I'm actually having a good time posting so many blogs. I decided recently that I want to write a book sometime in my lifetime, although I have no idea what I'm going to write about. Perhaps it will come to me one day. In the mean time, I'll continue to epic blog. As before, if you haven't read the previous blogs, go back and read them first.

As bad as I am at keeping secrets, I’m just that good at blanketing my emotions. I’m going to blame that on my previous career in retail. I learned very quickly that in order to be a great customer service representative, you put your life aside, put on a happy face, and pretend. Every day at a retail career is a production. Managers not only have to pretend with customers, but with the employees as well. If you’re having a bad day and you come to work in a bad mood…. everyone else is in a bad mood, too. It’s hard to run a business like that.

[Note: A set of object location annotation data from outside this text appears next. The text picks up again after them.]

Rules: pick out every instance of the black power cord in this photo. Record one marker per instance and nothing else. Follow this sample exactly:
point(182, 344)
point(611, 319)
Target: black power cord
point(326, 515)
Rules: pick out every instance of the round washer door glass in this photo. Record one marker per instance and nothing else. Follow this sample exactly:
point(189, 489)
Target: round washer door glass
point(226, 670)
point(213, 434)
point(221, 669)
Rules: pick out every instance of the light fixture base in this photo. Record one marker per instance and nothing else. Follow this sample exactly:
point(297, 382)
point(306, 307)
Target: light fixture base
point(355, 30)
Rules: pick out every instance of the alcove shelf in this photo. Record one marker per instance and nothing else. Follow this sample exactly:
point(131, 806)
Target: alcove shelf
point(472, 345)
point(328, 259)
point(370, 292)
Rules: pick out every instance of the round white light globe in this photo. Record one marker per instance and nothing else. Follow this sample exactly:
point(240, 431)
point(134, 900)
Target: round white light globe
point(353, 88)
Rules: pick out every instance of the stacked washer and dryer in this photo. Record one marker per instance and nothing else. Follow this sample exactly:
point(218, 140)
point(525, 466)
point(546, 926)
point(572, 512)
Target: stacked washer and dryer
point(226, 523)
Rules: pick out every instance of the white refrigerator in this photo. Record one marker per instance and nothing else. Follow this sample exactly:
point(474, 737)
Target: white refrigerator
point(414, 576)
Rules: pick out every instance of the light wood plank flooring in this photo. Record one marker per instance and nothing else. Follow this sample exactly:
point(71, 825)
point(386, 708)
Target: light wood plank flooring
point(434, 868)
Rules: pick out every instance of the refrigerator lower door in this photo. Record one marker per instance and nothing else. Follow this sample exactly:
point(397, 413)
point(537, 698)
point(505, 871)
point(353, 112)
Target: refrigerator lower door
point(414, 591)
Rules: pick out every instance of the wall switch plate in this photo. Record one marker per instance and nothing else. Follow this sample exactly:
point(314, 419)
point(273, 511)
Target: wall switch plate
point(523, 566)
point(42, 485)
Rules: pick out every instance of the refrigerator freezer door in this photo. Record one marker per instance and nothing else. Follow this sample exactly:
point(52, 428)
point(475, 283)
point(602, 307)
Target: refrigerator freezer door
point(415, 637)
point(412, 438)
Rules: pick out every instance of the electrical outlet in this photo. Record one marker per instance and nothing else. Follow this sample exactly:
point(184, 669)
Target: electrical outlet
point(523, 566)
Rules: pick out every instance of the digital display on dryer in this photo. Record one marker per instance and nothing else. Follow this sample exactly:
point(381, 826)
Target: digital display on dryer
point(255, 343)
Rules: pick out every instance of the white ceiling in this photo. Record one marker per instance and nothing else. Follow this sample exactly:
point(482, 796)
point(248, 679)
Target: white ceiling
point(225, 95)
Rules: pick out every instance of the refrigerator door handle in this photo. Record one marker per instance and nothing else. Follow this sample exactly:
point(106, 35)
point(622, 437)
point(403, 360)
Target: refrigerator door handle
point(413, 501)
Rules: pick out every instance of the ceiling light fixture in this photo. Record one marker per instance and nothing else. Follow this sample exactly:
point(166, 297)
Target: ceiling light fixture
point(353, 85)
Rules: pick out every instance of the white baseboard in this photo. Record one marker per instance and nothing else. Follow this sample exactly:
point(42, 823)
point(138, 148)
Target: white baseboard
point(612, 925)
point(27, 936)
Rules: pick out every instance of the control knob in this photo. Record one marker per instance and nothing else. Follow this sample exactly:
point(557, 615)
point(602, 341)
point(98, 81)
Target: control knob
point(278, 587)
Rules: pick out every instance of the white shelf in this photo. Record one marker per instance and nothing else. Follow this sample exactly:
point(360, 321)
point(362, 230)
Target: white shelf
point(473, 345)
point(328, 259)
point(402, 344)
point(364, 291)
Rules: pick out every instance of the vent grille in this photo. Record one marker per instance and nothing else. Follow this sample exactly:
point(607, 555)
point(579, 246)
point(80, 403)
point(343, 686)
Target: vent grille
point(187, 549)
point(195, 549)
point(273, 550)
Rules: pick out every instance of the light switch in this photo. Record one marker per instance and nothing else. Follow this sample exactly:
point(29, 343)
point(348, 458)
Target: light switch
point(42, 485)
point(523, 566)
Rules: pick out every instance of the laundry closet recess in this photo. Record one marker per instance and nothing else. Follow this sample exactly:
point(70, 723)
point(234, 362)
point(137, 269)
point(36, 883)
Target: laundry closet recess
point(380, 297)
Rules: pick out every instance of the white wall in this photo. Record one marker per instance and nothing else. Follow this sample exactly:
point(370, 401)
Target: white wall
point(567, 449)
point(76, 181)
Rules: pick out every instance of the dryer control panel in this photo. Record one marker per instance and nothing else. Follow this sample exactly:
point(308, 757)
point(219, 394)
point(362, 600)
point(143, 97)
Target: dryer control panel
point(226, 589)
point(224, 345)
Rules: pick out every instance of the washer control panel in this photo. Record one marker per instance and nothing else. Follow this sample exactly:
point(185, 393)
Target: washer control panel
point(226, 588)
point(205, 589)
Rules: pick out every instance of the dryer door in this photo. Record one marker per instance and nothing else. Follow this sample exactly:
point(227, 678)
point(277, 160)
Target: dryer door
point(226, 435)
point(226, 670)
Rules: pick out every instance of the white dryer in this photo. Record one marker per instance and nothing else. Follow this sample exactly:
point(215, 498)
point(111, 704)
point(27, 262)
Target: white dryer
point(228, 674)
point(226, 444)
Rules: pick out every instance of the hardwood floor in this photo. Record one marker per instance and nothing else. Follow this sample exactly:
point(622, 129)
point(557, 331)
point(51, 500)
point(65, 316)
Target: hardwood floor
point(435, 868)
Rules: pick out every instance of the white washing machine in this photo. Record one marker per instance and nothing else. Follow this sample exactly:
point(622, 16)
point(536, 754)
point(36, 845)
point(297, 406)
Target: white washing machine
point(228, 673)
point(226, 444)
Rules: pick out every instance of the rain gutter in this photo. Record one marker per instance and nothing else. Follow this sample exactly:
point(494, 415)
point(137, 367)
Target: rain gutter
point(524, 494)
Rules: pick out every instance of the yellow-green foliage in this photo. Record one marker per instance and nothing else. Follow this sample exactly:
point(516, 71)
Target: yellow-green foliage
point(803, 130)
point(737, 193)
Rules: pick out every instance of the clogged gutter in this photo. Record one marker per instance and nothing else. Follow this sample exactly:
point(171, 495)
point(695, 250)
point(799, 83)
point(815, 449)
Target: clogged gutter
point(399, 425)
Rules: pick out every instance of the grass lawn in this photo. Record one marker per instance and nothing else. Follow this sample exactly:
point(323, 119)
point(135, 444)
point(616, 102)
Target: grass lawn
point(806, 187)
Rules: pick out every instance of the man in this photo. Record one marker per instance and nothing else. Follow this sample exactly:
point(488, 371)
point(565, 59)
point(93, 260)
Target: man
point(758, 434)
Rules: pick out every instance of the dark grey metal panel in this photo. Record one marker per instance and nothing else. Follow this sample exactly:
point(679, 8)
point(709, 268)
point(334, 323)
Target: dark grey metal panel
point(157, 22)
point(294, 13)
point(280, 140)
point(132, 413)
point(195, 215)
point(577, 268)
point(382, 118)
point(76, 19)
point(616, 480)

I became quite skilled at covering up my emotions; I thought “putting on a happy face” would work in other situations, too. In some cases, it worked beautifully. In this case, not so much.
Just like the game of "If I can't see you, then you can't see me" game, I figured if I kept my secret from everyone, they would never question if I was normal or not… or if I was a good mother or not. I sat down with Jerry and told him how I was feeling, I looked at him through my tears, and with a small voice asked him, “Please don’t tell anyone about this.” I feel a little hypocritical now.

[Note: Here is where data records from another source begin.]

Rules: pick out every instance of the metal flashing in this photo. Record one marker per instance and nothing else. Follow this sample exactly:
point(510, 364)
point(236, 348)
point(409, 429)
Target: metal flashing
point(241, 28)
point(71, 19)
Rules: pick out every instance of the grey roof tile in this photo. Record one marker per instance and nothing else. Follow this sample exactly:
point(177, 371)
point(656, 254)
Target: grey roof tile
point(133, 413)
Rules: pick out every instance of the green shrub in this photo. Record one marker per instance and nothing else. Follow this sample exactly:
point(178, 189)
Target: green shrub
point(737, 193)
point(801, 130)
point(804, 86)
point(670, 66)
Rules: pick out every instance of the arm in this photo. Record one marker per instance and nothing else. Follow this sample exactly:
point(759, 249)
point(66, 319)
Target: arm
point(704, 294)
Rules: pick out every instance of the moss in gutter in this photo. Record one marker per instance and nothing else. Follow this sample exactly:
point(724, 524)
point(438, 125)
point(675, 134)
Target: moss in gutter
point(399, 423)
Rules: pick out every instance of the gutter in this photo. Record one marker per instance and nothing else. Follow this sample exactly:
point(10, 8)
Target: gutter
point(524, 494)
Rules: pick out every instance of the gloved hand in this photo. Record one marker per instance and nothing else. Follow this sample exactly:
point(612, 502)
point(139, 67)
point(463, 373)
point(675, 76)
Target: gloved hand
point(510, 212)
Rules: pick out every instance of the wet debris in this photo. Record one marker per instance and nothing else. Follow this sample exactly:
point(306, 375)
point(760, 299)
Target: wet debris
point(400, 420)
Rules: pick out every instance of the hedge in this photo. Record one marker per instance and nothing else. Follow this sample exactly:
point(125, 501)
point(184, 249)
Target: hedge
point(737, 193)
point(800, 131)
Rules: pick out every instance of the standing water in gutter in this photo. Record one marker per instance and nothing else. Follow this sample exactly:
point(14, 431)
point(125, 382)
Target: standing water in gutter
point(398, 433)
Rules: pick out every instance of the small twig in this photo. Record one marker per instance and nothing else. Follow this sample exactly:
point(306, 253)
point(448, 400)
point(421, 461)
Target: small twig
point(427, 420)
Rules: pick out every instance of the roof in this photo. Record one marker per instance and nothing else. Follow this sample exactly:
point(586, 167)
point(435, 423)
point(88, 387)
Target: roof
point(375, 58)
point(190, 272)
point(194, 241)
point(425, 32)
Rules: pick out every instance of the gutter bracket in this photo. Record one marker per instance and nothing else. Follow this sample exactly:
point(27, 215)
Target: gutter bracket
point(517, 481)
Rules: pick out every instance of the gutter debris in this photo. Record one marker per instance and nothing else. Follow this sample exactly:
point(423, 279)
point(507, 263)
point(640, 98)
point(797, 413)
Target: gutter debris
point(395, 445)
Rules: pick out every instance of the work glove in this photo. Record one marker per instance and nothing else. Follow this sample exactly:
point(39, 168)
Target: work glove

When Christmas rolled around, I felt like my head could have flown off my neck at any time – taking off like a rocket and exploding in the sky in a glorious display of red and green Christmas fireworks. While we HIGHLY appreciate all of the visitors we got during the Christmas break, visitors mean one thing – cleaning. I cleaned… and cleaned and cleaned and cleaned. I stressed…. and stressed and stressed and stressed. Christmas cards didn’t go out this year (in fact, thank you notes and birth announcements haven’t gone out, either…). Our tree did get up and our house did get decorated, but I threw a fit and was annoyed that I had to shop for and wrap gifts on top of all the other things I had to do. I should just have done gift cards for everyone (idea for next year?) and saved myself a bunch of trouble and mess. I was disappointed that I spent Christmas hustling and bustling and I didn’t take time to savor JJ’s first Christmas. I know better for next year.

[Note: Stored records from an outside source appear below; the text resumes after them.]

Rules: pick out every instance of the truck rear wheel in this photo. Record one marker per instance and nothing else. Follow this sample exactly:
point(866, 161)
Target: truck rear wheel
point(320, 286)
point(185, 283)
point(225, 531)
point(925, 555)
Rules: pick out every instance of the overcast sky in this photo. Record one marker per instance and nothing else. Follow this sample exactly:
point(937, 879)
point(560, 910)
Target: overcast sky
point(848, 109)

It was a few days before Christmas that I learned of Charlotte Reynolds (www.cjstuf.org). She was a four year old girl in Ashland who was dying of a brain tumor. When I read her story, my heart broke in pieces and all I could think was: life can be so unfair sometimes. Her parents set up a reading vigil for her entertainment while she was bedridden and something deep inside of me told me that I had to take JJ to go read to her. Two days after Christmas, I packed up my baby and made the 45 minute drive out to Ashland. When we got there, we were greeted with the warmest smile from her dad, Roger, and I knew we were meant to be there right then.

JJ and I read Dr. Seuss’ “Horton Hears a Who” and “If I Ran the Zoo.” Charlotte was asleep the entire time we read, but I knew she could hear us. As I looked at her beautiful and peaceful face, my whole life seemed to come into perspective, although I didn’t understand it at the time. JJ visited with her mom, Rachel, for a while and after our stories, I kissed Charlotte on the forehead and wished her the sweetest of dreams.

When I got home that night, I had a lot to think about. Boy, did I have a lot to think about...

1 comment:

Heather said...

Gosh I hope I can call you every day after I pop out my kid. :) I will need some major handholding!!! I can tell you, you look like you are holding everything together so well. Love you Kris!!